Guest writer, Celeste Daly
When choosing a Cannabis strain to purchase, many make their choice based on three names that have dominated Canna-Culture for years: Indica, Sativa and more recently Hybrid. As more is learned about the complexities of cannabinoids, terpenes, flavonoids and phenotypes, it becomes clearer that predicting a high based solely on a plant’s physical attributes may soon be a thing of the past.
Sativa and Indica are the names of two Cannabis species and describe the physical characteristics of a plant; Indica being short, broad-leaved and originating from Pakistan’s mountainous regions, and Sativa being tall, bushy and hailing from tropical climes. New research suggests that using a plant’s physical features to predict its psychoactive effects is likely not as effective as we once thought. Board-certified neurologist and psychopharmacology researcher Ethan Russo has stated, “You cannot tell the effects a plant will have based on its shape—the shape of its leaflets, its size, or how tall it is. What we really should be homing in on is the chemical composition of the plant.”
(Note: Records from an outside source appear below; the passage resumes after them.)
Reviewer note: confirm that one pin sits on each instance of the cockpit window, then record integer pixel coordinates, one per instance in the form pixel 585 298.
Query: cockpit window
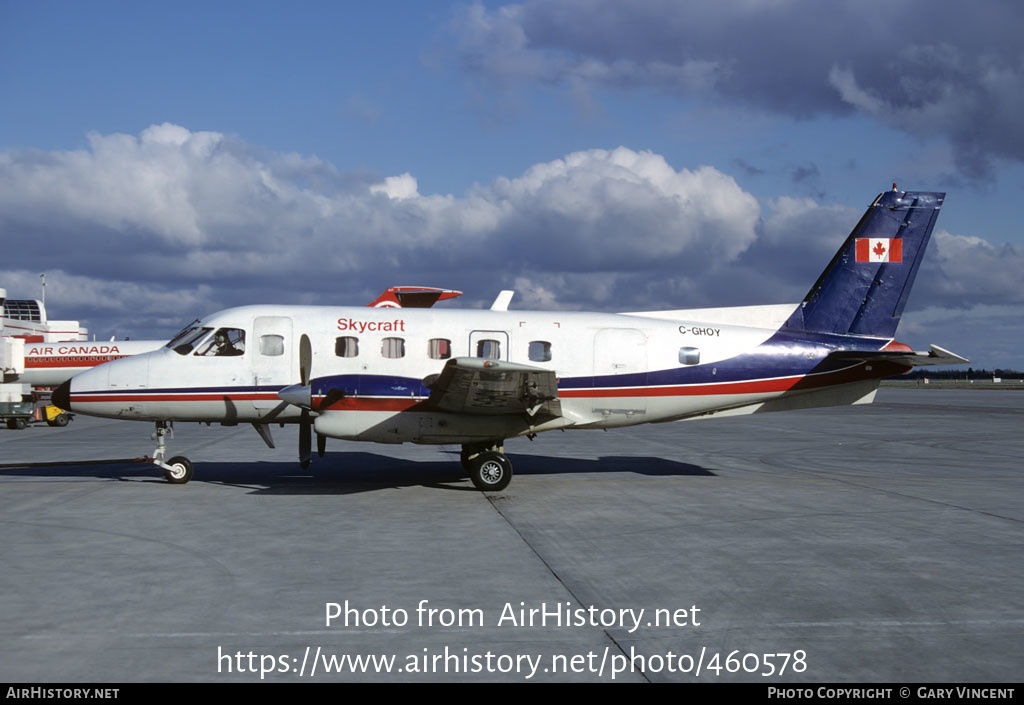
pixel 226 342
pixel 186 339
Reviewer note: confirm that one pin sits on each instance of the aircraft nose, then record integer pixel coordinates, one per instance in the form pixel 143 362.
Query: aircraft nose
pixel 61 397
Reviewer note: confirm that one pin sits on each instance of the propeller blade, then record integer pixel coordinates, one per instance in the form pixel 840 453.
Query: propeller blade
pixel 305 359
pixel 305 432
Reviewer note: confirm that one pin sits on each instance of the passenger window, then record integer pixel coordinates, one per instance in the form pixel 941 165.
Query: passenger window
pixel 271 345
pixel 226 342
pixel 393 347
pixel 439 348
pixel 488 349
pixel 540 350
pixel 346 346
pixel 184 341
pixel 689 356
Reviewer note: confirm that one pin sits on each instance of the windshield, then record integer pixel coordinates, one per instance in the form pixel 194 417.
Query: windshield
pixel 186 339
pixel 226 342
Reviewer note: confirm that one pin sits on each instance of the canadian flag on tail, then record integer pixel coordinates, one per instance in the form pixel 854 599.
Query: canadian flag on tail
pixel 880 250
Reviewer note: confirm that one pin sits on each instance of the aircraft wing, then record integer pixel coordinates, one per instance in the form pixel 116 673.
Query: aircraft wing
pixel 473 385
pixel 935 356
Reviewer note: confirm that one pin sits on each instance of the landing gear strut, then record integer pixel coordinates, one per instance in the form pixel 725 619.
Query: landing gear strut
pixel 178 469
pixel 488 467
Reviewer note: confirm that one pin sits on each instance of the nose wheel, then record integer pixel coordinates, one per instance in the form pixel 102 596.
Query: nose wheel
pixel 178 469
pixel 489 470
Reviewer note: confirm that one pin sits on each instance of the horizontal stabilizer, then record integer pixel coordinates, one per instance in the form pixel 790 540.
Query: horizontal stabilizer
pixel 935 356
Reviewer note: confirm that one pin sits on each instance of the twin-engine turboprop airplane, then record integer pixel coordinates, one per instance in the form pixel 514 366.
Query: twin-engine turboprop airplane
pixel 478 377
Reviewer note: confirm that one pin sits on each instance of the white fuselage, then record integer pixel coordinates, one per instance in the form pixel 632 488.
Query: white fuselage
pixel 612 369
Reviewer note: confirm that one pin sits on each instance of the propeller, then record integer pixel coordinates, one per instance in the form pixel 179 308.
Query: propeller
pixel 305 425
pixel 301 396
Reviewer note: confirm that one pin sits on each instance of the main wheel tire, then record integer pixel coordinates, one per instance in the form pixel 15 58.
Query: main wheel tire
pixel 181 471
pixel 491 471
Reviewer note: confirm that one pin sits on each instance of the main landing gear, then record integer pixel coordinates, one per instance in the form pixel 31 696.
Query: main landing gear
pixel 178 469
pixel 488 467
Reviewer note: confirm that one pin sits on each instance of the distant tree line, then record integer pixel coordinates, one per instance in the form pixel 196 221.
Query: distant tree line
pixel 952 373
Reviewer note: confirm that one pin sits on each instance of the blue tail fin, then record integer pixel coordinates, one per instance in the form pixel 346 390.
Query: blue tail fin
pixel 865 286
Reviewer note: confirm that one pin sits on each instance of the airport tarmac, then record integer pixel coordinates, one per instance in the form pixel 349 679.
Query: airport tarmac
pixel 871 543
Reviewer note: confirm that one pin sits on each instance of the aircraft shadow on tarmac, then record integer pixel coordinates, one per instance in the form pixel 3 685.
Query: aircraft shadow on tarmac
pixel 354 472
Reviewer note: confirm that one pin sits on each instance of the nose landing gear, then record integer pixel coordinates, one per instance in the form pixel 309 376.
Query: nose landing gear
pixel 178 469
pixel 488 467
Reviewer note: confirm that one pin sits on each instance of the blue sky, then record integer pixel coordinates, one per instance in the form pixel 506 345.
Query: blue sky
pixel 162 161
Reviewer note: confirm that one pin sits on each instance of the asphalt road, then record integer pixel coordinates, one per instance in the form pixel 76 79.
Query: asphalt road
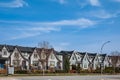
pixel 94 77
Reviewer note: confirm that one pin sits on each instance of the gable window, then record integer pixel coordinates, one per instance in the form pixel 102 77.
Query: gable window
pixel 85 65
pixel 16 62
pixel 16 55
pixel 42 55
pixel 35 63
pixel 52 63
pixel 35 55
pixel 73 58
pixel 5 52
pixel 52 56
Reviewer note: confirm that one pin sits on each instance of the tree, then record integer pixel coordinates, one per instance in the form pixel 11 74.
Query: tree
pixel 44 44
pixel 115 57
pixel 66 64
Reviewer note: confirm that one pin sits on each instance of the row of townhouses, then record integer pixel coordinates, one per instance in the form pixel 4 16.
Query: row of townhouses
pixel 39 58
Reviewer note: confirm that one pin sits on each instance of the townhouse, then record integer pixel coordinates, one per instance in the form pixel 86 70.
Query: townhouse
pixel 89 61
pixel 30 58
pixel 26 58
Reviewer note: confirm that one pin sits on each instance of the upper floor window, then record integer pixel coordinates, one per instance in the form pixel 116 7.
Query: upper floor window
pixel 35 55
pixel 16 55
pixel 52 56
pixel 5 52
pixel 73 58
pixel 42 55
pixel 35 63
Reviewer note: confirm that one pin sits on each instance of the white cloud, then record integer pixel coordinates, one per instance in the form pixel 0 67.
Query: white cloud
pixel 82 22
pixel 64 44
pixel 94 2
pixel 117 0
pixel 25 35
pixel 13 4
pixel 30 29
pixel 103 14
pixel 60 1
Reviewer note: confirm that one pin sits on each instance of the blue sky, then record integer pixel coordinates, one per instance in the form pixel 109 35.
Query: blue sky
pixel 82 25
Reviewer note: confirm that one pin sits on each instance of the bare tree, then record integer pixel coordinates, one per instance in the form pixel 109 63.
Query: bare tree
pixel 44 44
pixel 115 57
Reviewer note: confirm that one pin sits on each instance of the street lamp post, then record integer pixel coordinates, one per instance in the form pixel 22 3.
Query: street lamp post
pixel 101 64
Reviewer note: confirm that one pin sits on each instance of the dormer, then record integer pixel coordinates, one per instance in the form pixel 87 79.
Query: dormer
pixel 43 54
pixel 5 52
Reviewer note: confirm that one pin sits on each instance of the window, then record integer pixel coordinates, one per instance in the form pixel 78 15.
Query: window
pixel 85 65
pixel 72 58
pixel 16 55
pixel 5 52
pixel 16 62
pixel 52 63
pixel 42 55
pixel 52 56
pixel 35 63
pixel 35 55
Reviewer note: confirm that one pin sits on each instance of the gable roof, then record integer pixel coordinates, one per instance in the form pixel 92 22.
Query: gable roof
pixel 1 47
pixel 102 56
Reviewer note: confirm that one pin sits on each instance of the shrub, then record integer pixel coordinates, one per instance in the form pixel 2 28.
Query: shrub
pixel 72 71
pixel 84 71
pixel 59 71
pixel 21 72
pixel 117 69
pixel 108 70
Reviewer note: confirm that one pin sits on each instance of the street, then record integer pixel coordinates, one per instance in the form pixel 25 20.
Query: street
pixel 86 77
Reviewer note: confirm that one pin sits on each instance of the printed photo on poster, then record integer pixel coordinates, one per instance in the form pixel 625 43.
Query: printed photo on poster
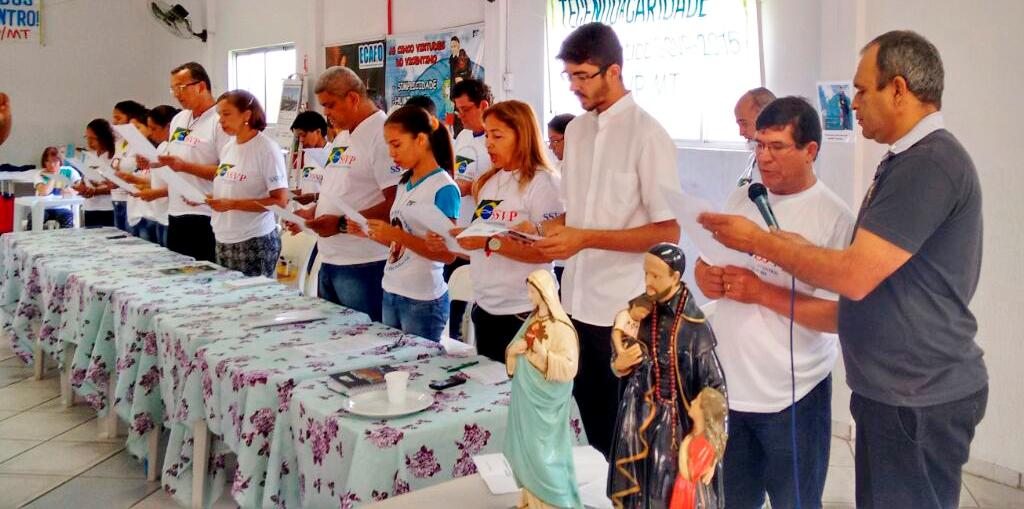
pixel 429 64
pixel 367 58
pixel 835 100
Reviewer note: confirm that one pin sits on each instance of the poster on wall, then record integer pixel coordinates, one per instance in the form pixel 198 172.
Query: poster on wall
pixel 835 99
pixel 686 61
pixel 367 58
pixel 429 64
pixel 20 22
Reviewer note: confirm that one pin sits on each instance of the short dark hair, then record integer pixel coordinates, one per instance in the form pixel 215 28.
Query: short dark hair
pixel 476 90
pixel 794 112
pixel 310 121
pixel 197 72
pixel 424 102
pixel 132 110
pixel 594 43
pixel 246 101
pixel 163 115
pixel 104 134
pixel 906 53
pixel 558 123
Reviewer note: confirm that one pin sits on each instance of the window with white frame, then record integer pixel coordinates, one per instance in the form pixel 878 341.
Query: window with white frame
pixel 262 72
pixel 686 61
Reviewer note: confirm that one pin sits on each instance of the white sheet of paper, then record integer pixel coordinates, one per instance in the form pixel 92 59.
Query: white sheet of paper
pixel 347 211
pixel 431 218
pixel 289 216
pixel 294 316
pixel 111 175
pixel 317 156
pixel 487 373
pixel 482 228
pixel 173 179
pixel 136 141
pixel 687 208
pixel 497 473
pixel 257 281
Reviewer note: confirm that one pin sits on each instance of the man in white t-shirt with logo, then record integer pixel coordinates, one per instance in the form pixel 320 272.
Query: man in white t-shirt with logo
pixel 360 174
pixel 752 324
pixel 194 152
pixel 619 162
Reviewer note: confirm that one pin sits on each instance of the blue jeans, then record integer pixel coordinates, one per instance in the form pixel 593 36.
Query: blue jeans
pixel 422 317
pixel 356 287
pixel 759 453
pixel 121 216
pixel 151 230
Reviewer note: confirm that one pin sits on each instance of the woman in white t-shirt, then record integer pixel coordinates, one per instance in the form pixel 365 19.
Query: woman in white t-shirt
pixel 250 176
pixel 126 214
pixel 520 186
pixel 153 202
pixel 93 187
pixel 310 128
pixel 416 297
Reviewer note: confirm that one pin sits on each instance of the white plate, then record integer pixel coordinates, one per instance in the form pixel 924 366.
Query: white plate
pixel 375 404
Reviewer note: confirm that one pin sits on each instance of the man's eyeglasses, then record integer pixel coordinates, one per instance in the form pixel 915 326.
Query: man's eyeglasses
pixel 176 89
pixel 773 149
pixel 578 78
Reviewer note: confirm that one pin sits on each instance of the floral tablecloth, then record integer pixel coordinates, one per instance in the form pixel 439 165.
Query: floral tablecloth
pixel 342 460
pixel 239 379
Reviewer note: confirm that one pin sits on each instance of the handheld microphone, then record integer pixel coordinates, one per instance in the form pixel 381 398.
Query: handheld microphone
pixel 759 195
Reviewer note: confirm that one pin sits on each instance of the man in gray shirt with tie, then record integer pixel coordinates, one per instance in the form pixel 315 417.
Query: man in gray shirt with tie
pixel 920 384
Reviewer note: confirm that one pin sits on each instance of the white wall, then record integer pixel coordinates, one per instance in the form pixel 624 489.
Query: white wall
pixel 125 54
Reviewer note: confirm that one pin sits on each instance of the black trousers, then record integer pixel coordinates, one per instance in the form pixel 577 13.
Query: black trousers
pixel 457 307
pixel 913 456
pixel 192 236
pixel 93 218
pixel 495 332
pixel 596 389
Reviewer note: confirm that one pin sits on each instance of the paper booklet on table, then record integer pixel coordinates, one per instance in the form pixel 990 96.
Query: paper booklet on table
pixel 289 216
pixel 686 209
pixel 136 141
pixel 432 219
pixel 317 156
pixel 294 316
pixel 174 179
pixel 111 175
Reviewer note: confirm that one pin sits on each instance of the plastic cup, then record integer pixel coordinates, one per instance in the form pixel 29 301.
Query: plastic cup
pixel 397 381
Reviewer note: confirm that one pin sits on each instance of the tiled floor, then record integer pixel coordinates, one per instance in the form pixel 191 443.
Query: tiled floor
pixel 51 457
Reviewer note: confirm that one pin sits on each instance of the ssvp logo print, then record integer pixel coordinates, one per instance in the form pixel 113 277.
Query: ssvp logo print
pixel 486 209
pixel 179 134
pixel 335 156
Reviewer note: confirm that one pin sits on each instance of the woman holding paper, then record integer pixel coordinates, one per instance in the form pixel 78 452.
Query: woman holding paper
pixel 153 195
pixel 416 297
pixel 95 188
pixel 125 211
pixel 250 176
pixel 54 179
pixel 519 186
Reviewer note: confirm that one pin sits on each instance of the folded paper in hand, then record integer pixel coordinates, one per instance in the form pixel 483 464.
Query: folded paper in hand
pixel 179 184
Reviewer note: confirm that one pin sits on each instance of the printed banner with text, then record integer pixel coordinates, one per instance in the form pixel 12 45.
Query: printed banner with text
pixel 430 64
pixel 367 58
pixel 19 22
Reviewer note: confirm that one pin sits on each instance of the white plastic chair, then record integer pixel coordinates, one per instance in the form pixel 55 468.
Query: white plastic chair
pixel 461 288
Different strains produce different effects, which are then impacted by factors such as mood and body chemistry, making it difficult to guess how an individual’s body will react. That is likely why using the plant species (Indica and Sativa), has become such a popular method of grouping plant types. New scientific research suggests that other identifiers can provide a more well-rounded prediction of effects, which is where terpenes come in.
Terpenes are aromatic oils that come from the glands, also known as trichomes, of a Cannabis plant which also produce cannabinoids like THC. There are several factors that can influence terpene production including climate, fertilizers and soil type, leading to a myriad of possible terpene combinations. Terpenes interact with other compounds in the plant, like cannabinoids, and influence the way an individual reacts to a strain.
Currently, there are over 200 terpenes found in Cannabis, coming in a wide variety of flavours and smells. One example is limonene and can provide an energizing and uplifting effect, while myrcene can produce a more sedative and relaxing effect. While terpenes also interact with each body differently, consumers can be aware of the terpene profile of strains they enjoy most and then look for those when trying something new. Rather than starting a conversation with the classic “Indica or Sativa” Cannabis concierge can ask, “What scents are you drawn to and what desired effects are you looking for?” or “Are you searching for Sativa-like or Indica-like effects?”
Whether trying a new strain or returning to an old favourite, be mindful of their terpene profiles and how they interact with your body. See if you can find correlations between researched effects and your personal opinions.